Despite the fact that the main participants are very small indeed, PhD student Ida Cecilie Jensen made a discovery with enormous potential in her research. The beneficial effect of ants in combating pests in agriculture has long been known, but Ida Cecilie Jensen’s discovery is revolutionary: apples simply get less scab (fewer spots) when there are wood ants in the trees.

However, wood ants bring aphids, which fruit growers dislike. But that is no longer the case. Ida Cecilie Jensen first wrote an academic assignment on the subject, followed by her thesis. She discovered that having wood ants on the branches reduced scab by 60%, and at the same time, a research group was working on developing a sugar product that made the ants stop caring for aphids.

“I wrote my thesis with a supervisor who is the country’s foremost ant expert. For this purpose, we established an experimental plantation. After finishing the thesis, it irritated me that the existing pest control companies in Denmark refused to market the concept. After all, organic production MUST be developed. We depend on it,” Ida Cecilie Jensen says.

She contacted The Kitchen and decided to start AgroAnt herself. Then everything happened very quickly.

Denmark’s Political Festival and SDG Tech Awards

“The consultants at The Kitchen have given me support to set up a business while I am still writing my PhD project. They have been there for me the entire time, helping me get on courses, providing feedback, putting me in touch with an accountant and a lawyer – they have been invaluable.”

Ida Cecilie Jensen was invited to participate in this summer’s Folkemøde (Denmark’s Political Festival) on Bornholm – “it was also The Kitchen that was responsible for me getting an invitation” – where she competed in a pitch competition in front of a panel of judges that included former ministers Tommy Ahlers and Connie Hedegaard, as well as Christian Vintergaard, CEO of the Danish Foundation for Entrepreneurship.
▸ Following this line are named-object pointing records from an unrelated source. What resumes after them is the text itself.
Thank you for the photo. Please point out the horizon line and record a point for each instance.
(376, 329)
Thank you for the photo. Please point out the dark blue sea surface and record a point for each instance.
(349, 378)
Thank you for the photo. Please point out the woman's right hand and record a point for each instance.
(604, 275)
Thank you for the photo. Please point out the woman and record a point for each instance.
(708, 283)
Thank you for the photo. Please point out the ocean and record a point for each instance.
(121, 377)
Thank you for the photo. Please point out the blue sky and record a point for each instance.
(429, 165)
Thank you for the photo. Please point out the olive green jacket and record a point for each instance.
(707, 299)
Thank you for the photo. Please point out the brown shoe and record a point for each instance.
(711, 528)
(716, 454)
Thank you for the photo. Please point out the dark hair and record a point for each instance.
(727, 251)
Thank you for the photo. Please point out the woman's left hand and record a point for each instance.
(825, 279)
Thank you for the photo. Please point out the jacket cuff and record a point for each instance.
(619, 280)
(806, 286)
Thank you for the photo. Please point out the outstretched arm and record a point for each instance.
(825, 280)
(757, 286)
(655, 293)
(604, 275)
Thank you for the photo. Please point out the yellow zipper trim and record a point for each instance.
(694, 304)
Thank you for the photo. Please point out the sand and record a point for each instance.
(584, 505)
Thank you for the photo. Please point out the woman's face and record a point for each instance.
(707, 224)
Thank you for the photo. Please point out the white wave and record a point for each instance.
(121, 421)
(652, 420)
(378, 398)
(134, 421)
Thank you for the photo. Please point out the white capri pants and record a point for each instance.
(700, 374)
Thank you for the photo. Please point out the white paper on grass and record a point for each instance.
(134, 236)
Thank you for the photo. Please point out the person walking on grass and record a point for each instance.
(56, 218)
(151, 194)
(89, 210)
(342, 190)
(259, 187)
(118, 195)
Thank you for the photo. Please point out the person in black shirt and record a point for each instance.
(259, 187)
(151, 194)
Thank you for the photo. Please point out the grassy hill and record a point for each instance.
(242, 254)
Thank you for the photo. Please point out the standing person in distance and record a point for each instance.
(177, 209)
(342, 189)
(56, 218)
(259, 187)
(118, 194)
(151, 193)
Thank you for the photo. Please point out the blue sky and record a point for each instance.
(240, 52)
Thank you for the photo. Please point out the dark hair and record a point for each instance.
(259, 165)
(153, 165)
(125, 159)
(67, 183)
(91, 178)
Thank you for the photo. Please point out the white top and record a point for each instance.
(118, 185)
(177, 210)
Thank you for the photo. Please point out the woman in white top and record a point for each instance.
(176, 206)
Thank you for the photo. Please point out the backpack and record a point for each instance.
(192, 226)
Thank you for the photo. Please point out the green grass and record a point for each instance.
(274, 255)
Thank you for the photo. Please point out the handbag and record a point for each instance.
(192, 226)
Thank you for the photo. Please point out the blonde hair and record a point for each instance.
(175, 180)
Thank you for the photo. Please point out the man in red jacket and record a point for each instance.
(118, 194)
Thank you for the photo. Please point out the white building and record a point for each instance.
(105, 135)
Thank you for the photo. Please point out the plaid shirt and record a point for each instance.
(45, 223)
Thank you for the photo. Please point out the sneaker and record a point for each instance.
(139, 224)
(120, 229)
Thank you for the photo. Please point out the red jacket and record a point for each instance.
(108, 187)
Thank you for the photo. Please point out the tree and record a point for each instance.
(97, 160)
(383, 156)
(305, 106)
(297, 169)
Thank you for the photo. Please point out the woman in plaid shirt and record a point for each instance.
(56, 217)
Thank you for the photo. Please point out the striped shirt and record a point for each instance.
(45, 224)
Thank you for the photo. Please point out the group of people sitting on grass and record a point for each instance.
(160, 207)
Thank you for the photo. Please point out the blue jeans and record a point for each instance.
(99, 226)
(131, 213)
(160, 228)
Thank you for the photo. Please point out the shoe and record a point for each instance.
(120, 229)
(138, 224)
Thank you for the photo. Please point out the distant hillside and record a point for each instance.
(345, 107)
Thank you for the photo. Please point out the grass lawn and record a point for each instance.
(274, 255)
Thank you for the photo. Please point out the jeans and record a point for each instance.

“I thought I could start it quietly as a side project while working on my PhD. But it’s amazing how quickly things have changed!”

Ida Cecilie Jensen won two pitch competitions and four grants, totaling more than DKK 250,000 in funding to launch AgroAnt. This summer, she was nominated and selected as a finalist in the “Best Startup” category at the SDG Tech Awards, one of the Nordic region’s largest sustainability competitions.
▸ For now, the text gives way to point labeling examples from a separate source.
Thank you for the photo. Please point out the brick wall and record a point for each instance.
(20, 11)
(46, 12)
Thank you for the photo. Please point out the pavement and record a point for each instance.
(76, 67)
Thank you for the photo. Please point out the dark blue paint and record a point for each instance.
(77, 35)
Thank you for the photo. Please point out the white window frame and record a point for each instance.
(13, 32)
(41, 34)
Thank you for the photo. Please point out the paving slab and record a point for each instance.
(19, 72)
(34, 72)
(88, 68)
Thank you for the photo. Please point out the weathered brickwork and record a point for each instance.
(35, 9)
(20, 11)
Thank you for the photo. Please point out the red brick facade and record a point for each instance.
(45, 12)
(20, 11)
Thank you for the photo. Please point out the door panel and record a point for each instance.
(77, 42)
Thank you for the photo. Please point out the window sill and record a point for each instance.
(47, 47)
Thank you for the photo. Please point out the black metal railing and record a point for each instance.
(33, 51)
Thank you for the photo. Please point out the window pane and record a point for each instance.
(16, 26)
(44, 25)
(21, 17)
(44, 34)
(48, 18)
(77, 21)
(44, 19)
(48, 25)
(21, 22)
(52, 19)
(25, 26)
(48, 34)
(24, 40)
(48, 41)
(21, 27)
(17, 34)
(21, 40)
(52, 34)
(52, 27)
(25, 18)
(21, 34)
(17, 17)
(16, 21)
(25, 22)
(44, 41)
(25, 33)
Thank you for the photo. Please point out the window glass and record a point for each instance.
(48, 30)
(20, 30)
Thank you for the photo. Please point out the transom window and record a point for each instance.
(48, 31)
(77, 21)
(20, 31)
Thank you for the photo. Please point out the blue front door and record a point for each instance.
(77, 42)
More conferences and a revelation

AgroAnt will establish its first anthills in apple orchards, complete with sugar dispensers, in 2023. The machines are the most innovative aspect of AgroAnt, and Ida Cecilie Jensen has collaborated with an engineer and Grundfos in the development work.

“I don’t have to invent anything revolutionary with the machine when others have extensive experience with this type of thing,” Ida Cecilie Jensen says.

She will also attend several conferences in 2023, as well as remain active in a forum for female entrepreneurs and talk with consultants from The Kitchen. At the same time, she is working full-time on her PhD, in which she is investigating the true cause of how the ants keep apple scab at bay. Because, in fact, no one has ever documented this.